Ziel der Arbeit ist es, die Ausbreitung und Anwendung der Telegrafie seit ihren Anfängen im späten 18. Jahrhundert bis zum Ausbau eines weltumspannenden Drahtnetzes vor dem Ersten Weltkrieg zu betrachten und diesen langfristigen Prozess auf seine wichtigsten Einflussgrößen hin zu untersuchen. Der Fluchtpunkt liegt dabei auf der ersten Hälfte des 19. Jahrhunderts, die als Konstituierungsphase einer von den Nutzern geprägten Telekommunikationsentwicklung interpretiert wird. Die grundlegende These lautet, dass die Globalisierung im Bereich der Telekommunikation in den 1820er-Jahren begann und weniger von nachrichtentechnischen Innovationen ausging, als vom wachsenden Bedarf an den sich entwickelnden Märkten des interkontinentalen Verkehrs von Gütern und Wissen stimuliert wurde. Wobrings wirtschaftshistorisch angelegte Arbeit setzt sich ab von jener Interpretation, die technischen Neuerungen eine Schlüsselrolle für die dynamische Entwicklung der Telekommunikation in seinem Untersuchungszeitraum zuschreibt. Vor allem relativiert er die Bedeutung der erfolgreichen Verlegung der ersten Seekabel in den 1860er-Jahren, die zwar einen Qualitätssprung in der telekommunikationstechnischen Globalisierung gebracht habe, aber nicht ursächlich für die Herausbildung weltumspannender Nachrichtennetze gewesen sei. Damit steht er durchaus im Einklang mit den jüngeren technikhistorischen und sozialwissenschaftlichen Debatten, freilich ohne diese Debatten zu kennen.

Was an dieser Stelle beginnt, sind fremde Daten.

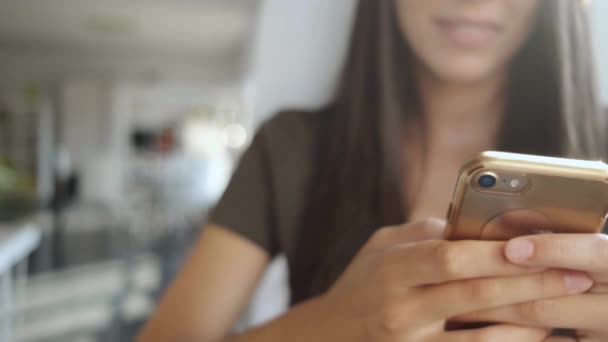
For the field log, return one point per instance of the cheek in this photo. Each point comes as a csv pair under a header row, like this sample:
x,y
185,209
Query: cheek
x,y
430,47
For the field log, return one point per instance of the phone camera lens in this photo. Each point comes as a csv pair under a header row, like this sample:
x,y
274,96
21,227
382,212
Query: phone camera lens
x,y
487,181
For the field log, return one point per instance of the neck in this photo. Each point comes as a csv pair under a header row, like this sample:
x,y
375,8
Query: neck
x,y
461,106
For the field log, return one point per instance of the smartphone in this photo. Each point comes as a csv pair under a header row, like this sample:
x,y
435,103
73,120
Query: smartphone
x,y
548,195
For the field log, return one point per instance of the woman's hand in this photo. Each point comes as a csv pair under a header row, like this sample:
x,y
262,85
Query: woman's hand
x,y
587,313
406,282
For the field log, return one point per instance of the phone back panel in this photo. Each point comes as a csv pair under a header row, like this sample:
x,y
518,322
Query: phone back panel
x,y
564,196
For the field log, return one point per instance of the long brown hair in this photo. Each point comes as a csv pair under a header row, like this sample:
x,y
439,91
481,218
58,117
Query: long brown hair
x,y
551,109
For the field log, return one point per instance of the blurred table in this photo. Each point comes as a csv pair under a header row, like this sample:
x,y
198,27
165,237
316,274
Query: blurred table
x,y
17,241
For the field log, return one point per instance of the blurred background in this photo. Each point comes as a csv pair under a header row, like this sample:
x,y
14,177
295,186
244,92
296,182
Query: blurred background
x,y
120,122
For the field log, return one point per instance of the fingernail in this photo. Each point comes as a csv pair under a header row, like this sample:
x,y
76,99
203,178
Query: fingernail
x,y
577,282
519,250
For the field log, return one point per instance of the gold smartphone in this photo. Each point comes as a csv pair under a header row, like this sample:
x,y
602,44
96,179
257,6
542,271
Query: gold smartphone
x,y
553,194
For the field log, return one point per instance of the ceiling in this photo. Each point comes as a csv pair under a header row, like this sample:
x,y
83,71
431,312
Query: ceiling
x,y
89,33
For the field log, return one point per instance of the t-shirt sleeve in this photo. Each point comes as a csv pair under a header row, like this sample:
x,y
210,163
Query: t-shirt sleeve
x,y
246,207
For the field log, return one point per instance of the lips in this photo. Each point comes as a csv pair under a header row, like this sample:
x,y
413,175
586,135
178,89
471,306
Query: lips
x,y
467,33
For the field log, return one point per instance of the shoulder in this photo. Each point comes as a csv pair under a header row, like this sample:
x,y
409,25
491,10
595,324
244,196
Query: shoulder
x,y
292,125
291,131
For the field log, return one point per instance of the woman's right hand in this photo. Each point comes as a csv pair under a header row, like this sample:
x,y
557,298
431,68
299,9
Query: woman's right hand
x,y
406,282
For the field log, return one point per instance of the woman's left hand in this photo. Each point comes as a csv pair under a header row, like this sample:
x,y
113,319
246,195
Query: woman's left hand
x,y
587,313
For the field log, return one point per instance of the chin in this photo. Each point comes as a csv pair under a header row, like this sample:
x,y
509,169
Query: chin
x,y
464,71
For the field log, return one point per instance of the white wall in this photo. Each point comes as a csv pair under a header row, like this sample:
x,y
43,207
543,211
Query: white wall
x,y
599,10
298,52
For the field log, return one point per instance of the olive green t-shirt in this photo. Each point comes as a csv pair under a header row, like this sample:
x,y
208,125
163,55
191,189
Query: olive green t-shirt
x,y
265,197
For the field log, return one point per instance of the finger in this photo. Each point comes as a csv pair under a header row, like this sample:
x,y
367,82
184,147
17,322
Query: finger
x,y
434,262
431,229
584,252
599,288
457,298
496,333
584,312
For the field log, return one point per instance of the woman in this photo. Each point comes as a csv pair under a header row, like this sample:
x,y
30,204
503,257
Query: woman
x,y
428,84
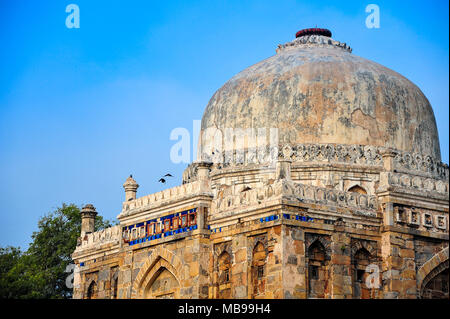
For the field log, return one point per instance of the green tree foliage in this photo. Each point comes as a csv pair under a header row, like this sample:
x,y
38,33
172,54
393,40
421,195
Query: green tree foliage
x,y
40,272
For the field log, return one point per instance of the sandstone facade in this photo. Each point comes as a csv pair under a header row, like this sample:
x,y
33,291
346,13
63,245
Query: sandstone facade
x,y
354,209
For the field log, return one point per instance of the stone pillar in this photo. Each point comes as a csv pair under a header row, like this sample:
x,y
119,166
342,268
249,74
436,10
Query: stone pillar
x,y
88,214
283,169
340,280
398,266
239,266
130,187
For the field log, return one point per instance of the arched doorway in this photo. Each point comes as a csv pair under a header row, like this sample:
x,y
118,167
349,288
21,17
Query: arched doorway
x,y
258,271
92,290
433,277
224,276
317,270
158,278
361,260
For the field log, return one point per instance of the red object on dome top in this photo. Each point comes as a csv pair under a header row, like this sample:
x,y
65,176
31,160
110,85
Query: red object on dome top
x,y
316,31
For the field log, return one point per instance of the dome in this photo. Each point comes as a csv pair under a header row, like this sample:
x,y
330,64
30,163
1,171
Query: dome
x,y
314,90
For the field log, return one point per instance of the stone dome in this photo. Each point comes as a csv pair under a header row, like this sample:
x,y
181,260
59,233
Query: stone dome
x,y
314,90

Seine Revision des Forschungsstands stößt weitgehend ins Leere, denn Innovationen und deren erfolgreiche Durchsetzung werden von der jüngeren Forschung in der Abkehr von produktions- und angebotsorientierten Ansätzen vor allem als nutzer- und bedarfsgeprägte Phänomene verstanden.
Das mittlerweile geflügelte Wort, am Anfang war Napoleon, trifft in doppelter Weise auch auf die Telekommunikation zu. Nicht nur errichteten Claude Chappe und seine Brüder während der Französischen Revolution das französische Telegrafennetz als weltweit erstes Telekommunikationsnetz. In der revolutionsbedingten Krise verbreitete sich die neue Technologie rasch europaweit, wobei die entstehenden Netze allenthalben unter staatlicher Kontrolle politisch-militärischen Zwecken vorbehalten blieben. Jenseits der realen, auf die Grenzen der sich formierenden Nationalstaaten bezogenen Netze entstanden im Klima der Spätaufklärung visionäre Netze in den Köpfen bürgerlicher Ökonomen wie Carl Friedrich Buschendorf, der die Idee einer telegrafisch verknüpften Welt propagierte. Sein Konzept einer Optimierung des Getreidehandels zwischen Böhmen und Norwegen mithilfe des Telegrafen wurde nicht realisiert, im Unterschied zum bereits im ersten Jahrzehnt des 19. Jahrhunderts verwirklichten Telegrafennetz in Dänemark, das unter anderem für die Übertragung von Wechselkursen und damit für internationale wirtschaftliche Transaktionen genutzt wurde. Hier wie auch in der Nutzung der spanischen Telegrafenlinie Cadiz-Madrid für die Meldung des internationalen Schiffsverkehrs und in der zunehmenden Standardisierung der technischen Hardware (Geräte) und Software (Signalsprachen) verortet Wobring die Anfänge der von Europa ausgehenden Globalisierung der Telekommunikation.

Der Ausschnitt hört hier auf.